Frequency Stability of Graphene Nonlinear Parametric Oscillator
Enise Kartal, Oriel Shoshani, Elena Botnaru, Alberto Martín-Pérez, Tomás Manzaneque, Farbod Alijani
TL;DR
This work tackles the challenge of frequency stability in graphene nanomechanical resonators where strong nonlinearities limit performance. By operating graphene nanodrums as phase-locked parametric oscillators driven beyond the period-doubling regime, the authors demonstrate improved short-term frequency stability, quantified by a lower Allan deviation $\sigma_y(\tau)$ at fast integration times compared with Duffing oscillations at the same amplitude.
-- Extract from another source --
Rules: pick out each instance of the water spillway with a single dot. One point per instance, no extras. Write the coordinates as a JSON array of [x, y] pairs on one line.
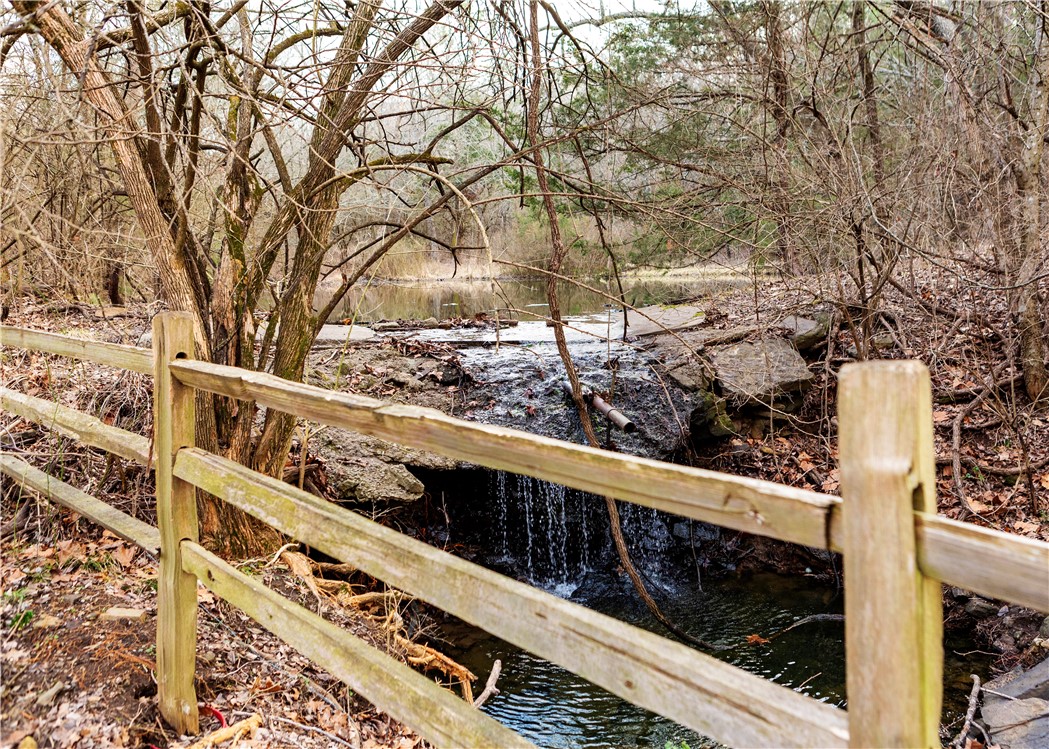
[[558, 539]]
A minimal theoretical model yields a phase-diffusion description with diffusion constant ${\rm D}_{\rm T-Par}(a_{ss}) = I_{\phi}(a_{ss}) + \left(\frac{3\gamma}{2\omega_0 \Gamma_{nl} a_{ss}}\right)^2 I_a(a_{ss})$, showing nonlinear damping suppresses amplitude-to-frequency noise conversion, while the Duffing case ${\rm D}_{\rm T-Duff} = I_{\phi}(a_{ss}) + \left(\frac{3\gamma a_{ss}^3 + 2S\cos\Delta}{4\omega_0 \Gamma_l a_{ss}^2}\right)^2 I_a(a_{ss})$ depends on the feedback phase. The results reveal phase-independent, amplitude-enhanced short-term stability in parametric operation, albeit with greater long-term drift due to actuator fluctuations. Overall, nonlinear dissipation emerges as a resource for high-precision graphene-based sensing, enabling fast, accurate oscillations in 2D-material devices.
Abstract
High-frequency stability is crucial for the performance of graphene resonators in sensing and timekeeping applications. However, the extreme miniaturization and high mechanical compliance that make graphene attractive also render it highly susceptible to nonlinearities, degrading frequency stability. Here, we demonstrate that graphene parametric oscillators provide an alternative nonlinear operating regime, where short-term frequency stability can be enhanced despite strong nonlinearity. By operating graphene resonators in a phase-locked loop (PLL), we experimentally demonstrate that parametric oscillations in the post-bifurcation regime achieve lower Allan deviation at fast integration times than Duffing oscillations at identical amplitudes. This improvement originates from strong nonlinear damping inherent to parametric oscillators, which suppresses amplitude-to-frequency noise conversion at large amplitudes. A minimal theoretical model captures observed phase diffusion and identifies nonlinear damping as the dominant mechanism governing phase noise reduction. These results highlight the role of nonlinear dissipation in enabling precision sensing beyond conventional limits of graphene oscillators.